L'autre ghetto serait celui dans lequel de nombreux chrétiens se seraient volontairement placés car il faut beaucoup de courage, d'énergie et d'espoir pour rester à la place assignée, même à la place principale du discours social.
Sur des questions telles que la politique d'identité, l'éducation sexuelle et de genre ou l'anti-discrimination, il semble que tous les adultes aient quitté la pièce.
Martin KuglerObservatoire de l'intolérance et de la discrimination envers les chrétiens en Europe
Ce rapport se veut une aide au dialogue, mais certains ont peut-être encore plus peur de voir cette régression des libertés religieuses. Comment surmonter cette peur et conduire, sans extrémisme, ces réalités vers une normalisation des droits des chrétiens ?
Le pape Benoît a prononcé un important discours devant le Bundestag allemand en 2011. Il a décrit l'écologie de l'homme comme une réalité qui est toujours de notre côté, pour ainsi dire, et contre toutes les idéologies. Son prédécesseur, saint Jean-Paul II, a souligné que le grand "mal" du XXe siècle - le nazisme et le marxisme - a finalement été vaincu également au cours de ce dernier siècle.
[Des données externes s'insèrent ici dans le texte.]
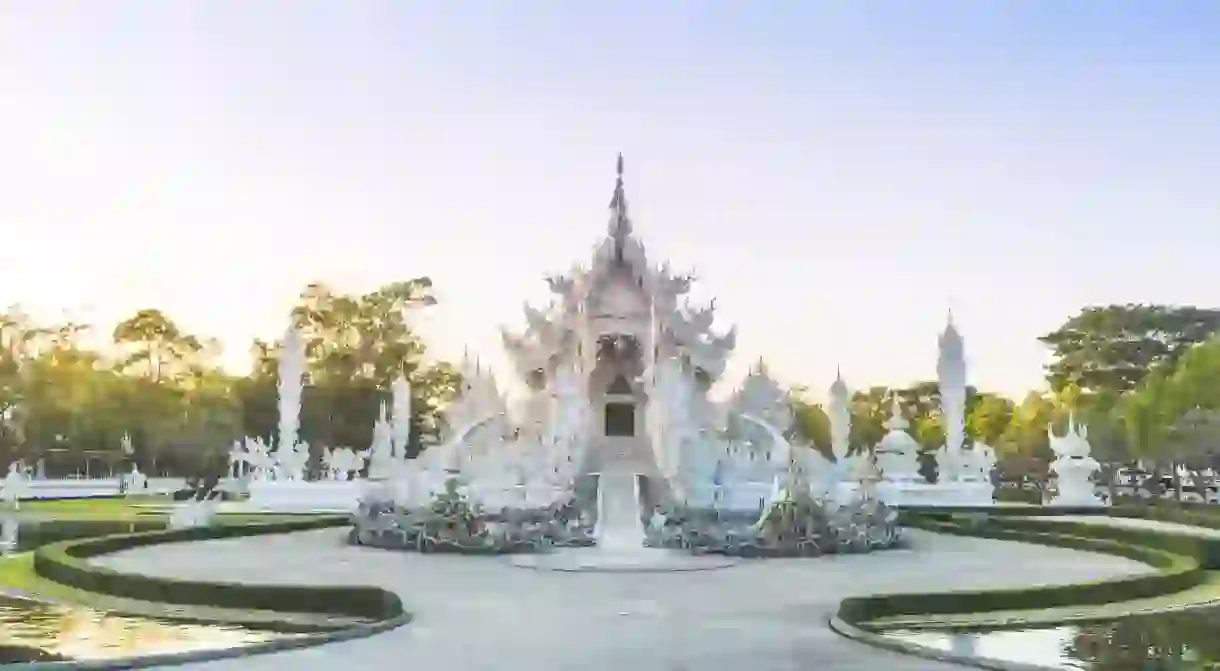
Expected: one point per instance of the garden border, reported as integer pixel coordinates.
(67, 564)
(926, 652)
(1176, 571)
En 1989, en Europe de l'Est, après 50 ans de dictature communiste, le peuple a montré une étonnante capacité de résistance. Enfin, le dialogue peut aussi consister à empêcher les mauvaises choses de se produire, de sorte qu'une situation n'est qu'à moitié mauvaise. Alors s'il vous plaît, pas de posture de tout ou rien.
L'étude demande l'implication des chrétiens dans la vie culturelle, sociale et politique. Y a-t-il eu une certaine négligence de ce devoir de la part des chrétiens ?
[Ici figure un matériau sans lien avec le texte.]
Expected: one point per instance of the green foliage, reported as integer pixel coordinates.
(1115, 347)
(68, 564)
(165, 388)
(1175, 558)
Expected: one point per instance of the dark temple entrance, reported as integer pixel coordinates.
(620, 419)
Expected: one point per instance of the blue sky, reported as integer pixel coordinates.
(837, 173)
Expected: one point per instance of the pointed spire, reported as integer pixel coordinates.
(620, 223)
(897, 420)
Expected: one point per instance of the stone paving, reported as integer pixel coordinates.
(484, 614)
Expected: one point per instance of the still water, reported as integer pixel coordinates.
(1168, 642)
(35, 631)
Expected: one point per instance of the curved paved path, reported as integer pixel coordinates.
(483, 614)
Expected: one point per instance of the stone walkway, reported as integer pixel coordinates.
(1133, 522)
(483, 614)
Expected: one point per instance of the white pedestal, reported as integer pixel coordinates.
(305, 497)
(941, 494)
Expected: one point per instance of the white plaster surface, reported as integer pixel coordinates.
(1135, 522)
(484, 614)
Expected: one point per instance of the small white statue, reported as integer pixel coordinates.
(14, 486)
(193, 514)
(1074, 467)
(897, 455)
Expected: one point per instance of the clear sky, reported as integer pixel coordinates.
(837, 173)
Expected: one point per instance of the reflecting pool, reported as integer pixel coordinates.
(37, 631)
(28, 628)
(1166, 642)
D'une manière générale, les chrétiens d'Europe devraient abandonner la position d'une majorité dite en colère et devenir une minorité créative. En tant que phares de la société, nous pourrions également amener la majorité silencieuse à parler et à agir. Ou au moins donner quelque chose comme un témoignage d'espoir pour la prochaine génération et créer la base d'un nouveau départ.
Il est essentiel pour les chrétiens d'être plus authentiques et moins effrayés, d'être bien informés et de s'exprimer avec des arguments intelligibles et raisonnables. Dans ce monde, ils deviennent de plus en plus des défenseurs de la liberté et d'une vie épanouie.